2009年 07月 16日 10:44 JST
 

 [ワシントン 15日 ロイター] ラフード米運輸長官は、今後数年間に米国内の高速鉄道プロジェクトに大規模な民間投資が見込まれるとし、欧州やアジアの企業が深く関与するとの見方を示した。

 長官は鉄道分野について、オバマ政権が航空路線や高速道路輸送に対抗する新たな鉄道ルートの建設を進めるため、財務上および政治的な準備措置を講じていることから、海外勢の参加機会は大きいと指摘。

 複数の州が、政府景気刺激策の一環として2月に発表された80億ドルの鉄道基金からの拠出確保を目指しているとし、「米国だけでなく欧州やアジアからも高速鉄道への民間投資が見込まれる」と述べた。

 建設を計画しているのはネバダ州、カリフォルニア州など。米高速鉄道ルートの建設には長期にわたり数百億ドル規模の官民投資が必要とみられている。
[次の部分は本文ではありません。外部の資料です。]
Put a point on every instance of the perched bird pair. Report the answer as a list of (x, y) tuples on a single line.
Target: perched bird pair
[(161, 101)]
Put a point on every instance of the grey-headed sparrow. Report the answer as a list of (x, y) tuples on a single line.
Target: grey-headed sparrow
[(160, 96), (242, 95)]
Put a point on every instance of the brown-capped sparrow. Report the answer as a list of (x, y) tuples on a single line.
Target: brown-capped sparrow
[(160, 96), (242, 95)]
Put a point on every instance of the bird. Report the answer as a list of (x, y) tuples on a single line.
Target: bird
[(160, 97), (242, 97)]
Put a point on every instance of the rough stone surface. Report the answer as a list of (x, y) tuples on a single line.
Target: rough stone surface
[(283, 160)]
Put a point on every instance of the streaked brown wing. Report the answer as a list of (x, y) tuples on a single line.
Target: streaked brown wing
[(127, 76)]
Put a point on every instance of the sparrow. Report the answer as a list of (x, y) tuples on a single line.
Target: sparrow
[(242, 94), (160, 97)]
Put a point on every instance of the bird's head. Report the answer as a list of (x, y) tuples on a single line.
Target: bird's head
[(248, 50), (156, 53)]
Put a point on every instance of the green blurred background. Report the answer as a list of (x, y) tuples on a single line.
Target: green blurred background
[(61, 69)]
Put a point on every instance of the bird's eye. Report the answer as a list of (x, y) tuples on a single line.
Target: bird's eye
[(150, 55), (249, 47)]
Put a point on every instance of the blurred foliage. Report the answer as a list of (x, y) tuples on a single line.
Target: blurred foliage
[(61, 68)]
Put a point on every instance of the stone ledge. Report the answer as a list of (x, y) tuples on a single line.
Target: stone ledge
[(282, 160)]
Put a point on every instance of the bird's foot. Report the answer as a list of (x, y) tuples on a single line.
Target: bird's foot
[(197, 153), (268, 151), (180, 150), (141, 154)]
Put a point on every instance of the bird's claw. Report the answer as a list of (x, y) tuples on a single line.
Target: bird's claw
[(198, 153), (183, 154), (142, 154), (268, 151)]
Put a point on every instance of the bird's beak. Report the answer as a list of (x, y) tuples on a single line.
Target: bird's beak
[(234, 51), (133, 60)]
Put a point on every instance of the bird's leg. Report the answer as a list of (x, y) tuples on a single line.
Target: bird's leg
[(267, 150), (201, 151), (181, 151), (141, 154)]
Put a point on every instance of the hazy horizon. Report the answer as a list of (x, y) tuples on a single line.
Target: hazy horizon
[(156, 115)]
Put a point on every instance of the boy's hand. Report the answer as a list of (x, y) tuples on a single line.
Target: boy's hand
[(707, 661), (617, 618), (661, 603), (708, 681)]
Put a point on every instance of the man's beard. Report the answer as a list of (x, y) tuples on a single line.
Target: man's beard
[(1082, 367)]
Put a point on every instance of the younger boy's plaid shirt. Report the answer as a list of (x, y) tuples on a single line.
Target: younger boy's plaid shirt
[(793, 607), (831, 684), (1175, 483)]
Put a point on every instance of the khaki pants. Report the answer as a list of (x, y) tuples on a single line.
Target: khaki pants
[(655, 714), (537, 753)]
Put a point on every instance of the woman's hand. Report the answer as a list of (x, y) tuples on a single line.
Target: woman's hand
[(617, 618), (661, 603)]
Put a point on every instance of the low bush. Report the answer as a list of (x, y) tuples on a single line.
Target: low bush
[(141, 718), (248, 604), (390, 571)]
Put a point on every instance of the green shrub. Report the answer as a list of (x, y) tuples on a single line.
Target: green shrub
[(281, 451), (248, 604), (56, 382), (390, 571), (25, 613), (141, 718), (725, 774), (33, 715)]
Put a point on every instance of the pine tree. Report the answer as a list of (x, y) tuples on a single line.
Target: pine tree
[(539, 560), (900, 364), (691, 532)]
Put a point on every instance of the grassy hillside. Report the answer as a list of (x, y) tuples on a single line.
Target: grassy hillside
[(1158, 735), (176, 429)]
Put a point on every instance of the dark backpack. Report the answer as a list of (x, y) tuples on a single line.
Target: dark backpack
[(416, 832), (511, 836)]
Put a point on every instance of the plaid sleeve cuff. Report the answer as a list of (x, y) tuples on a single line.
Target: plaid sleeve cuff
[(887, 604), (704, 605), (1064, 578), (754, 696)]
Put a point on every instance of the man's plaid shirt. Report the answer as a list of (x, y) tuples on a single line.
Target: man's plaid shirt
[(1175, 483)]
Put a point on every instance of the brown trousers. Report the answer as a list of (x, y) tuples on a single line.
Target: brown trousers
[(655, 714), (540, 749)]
 長官は、プロジェクトへの参加を目指す外国企業は特定しなかった。

 日本政府は新幹線やその関連技術で日本企業の米市場進出を視野に入れており、春には政府関係者がラフード長官と会合を行った。

 アナリストは、日本は高速鉄道技術で長年の経験を持つことから、他国との競争で優位にあるとしている。

 鉄道車両の大手メーカーは日立製作所(6501.T: 株価, ニュース, レポート)や川崎重工業(7012.T: 株価, ニュース, レポート)など。海外勢ではカナダのボンバルディア(BBDb.TO: 株価, 企業情報, レポート)、独シーメンス(SIEGn.DE: 株価, 企業情報, レポート)、仏アルストム(ALSO.PA: 株価, 企業情報, レポート)などが大手。